Il importe cependant d’examiner si les conditions d’une éventuelle
restitution du délai de recours sont en l’occurrence réunies.
a) En droit fédéral, l’art. 140 LIFD, applicable à
la procédure de recours, renvoie, à son al. 4, à la procédure de réclamation.

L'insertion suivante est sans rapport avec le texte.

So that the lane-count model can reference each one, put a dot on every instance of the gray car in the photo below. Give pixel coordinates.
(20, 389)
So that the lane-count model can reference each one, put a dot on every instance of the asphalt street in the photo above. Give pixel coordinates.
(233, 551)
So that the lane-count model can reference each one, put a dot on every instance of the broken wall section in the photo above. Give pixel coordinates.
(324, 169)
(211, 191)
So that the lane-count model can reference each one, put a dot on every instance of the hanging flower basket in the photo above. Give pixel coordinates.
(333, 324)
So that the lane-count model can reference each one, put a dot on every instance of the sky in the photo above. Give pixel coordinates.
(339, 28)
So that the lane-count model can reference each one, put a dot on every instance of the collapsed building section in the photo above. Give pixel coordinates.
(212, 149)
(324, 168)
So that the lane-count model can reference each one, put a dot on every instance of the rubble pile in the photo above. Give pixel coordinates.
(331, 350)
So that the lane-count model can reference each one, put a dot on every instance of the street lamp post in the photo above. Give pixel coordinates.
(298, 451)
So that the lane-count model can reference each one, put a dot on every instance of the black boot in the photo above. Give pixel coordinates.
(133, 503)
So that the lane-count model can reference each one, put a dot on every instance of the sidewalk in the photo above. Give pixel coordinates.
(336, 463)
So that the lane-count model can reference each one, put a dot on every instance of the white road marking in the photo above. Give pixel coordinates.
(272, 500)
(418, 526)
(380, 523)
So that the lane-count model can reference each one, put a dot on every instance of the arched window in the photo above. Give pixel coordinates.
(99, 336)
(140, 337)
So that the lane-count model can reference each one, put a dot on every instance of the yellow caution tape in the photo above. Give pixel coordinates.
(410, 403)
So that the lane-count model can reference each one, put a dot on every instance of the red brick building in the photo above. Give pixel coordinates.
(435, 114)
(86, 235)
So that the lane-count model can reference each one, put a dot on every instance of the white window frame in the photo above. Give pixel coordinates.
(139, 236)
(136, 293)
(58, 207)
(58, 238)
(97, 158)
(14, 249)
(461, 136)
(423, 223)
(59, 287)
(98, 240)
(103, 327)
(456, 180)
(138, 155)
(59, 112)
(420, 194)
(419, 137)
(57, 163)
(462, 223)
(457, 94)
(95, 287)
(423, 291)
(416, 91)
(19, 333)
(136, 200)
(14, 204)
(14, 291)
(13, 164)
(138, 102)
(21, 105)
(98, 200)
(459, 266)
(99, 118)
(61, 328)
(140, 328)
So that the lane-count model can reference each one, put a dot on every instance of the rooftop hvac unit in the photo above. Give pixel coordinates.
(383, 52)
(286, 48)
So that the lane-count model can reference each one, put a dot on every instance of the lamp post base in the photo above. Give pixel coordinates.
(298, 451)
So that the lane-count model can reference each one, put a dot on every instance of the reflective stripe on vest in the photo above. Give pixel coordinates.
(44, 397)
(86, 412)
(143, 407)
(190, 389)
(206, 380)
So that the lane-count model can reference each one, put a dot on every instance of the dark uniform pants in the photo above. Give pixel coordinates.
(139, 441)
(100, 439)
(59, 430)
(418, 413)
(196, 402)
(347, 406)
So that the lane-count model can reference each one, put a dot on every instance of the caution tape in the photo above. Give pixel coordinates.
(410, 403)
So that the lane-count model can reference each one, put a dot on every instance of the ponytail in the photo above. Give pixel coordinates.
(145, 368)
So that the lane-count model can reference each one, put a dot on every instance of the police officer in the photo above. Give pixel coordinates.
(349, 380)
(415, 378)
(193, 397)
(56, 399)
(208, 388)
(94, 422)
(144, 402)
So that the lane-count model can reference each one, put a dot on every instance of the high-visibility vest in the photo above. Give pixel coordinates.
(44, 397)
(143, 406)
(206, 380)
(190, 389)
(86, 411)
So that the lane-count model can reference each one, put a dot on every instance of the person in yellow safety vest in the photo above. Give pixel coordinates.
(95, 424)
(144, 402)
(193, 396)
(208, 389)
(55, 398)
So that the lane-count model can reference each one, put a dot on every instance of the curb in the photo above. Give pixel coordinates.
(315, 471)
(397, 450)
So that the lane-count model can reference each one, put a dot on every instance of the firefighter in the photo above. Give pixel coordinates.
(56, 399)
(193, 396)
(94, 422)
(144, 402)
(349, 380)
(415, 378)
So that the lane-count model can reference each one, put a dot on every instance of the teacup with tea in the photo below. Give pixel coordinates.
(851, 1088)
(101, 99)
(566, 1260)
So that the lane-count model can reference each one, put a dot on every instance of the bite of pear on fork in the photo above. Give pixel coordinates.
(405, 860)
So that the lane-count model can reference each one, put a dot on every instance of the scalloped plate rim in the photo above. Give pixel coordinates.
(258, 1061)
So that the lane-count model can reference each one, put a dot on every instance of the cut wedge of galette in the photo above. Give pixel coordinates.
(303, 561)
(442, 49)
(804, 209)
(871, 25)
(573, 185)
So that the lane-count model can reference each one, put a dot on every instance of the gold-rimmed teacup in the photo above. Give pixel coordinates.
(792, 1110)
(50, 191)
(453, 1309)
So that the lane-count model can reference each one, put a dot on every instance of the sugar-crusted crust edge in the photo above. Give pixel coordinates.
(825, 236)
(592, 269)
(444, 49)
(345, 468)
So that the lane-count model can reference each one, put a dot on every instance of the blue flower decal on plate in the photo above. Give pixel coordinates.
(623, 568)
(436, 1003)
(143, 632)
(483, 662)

Il en résulte que, passé le délai de trente jours, un recours n’est recevable
que si le contribuable établit que par suite de service militaire, de service
civil, de maladie, d’absence du pays ou pour d’autres motifs sérieux, il a été
empêché de présenter sa réclamation en temps utile et qu’il l’a déposée dans
les 30 jours après la fin de l’empêchement (cf. art. 133 al. 3 LIFD). En droit
cantonal, un délai peut être restitué lorsque la partie ou son mandataire
établit qu'il a été empêché, sans faute de sa part, d'agir dans le délai fixé
(art. 22 al. 1 LPA-VD, auquel renvoie l'art. 168 al. 1 LI), la demande motivée
de restitution devant être présentée dans les dix jours à compter de celui où
l'empêchement a cessé (ibid., al. 2, 1ère phrase).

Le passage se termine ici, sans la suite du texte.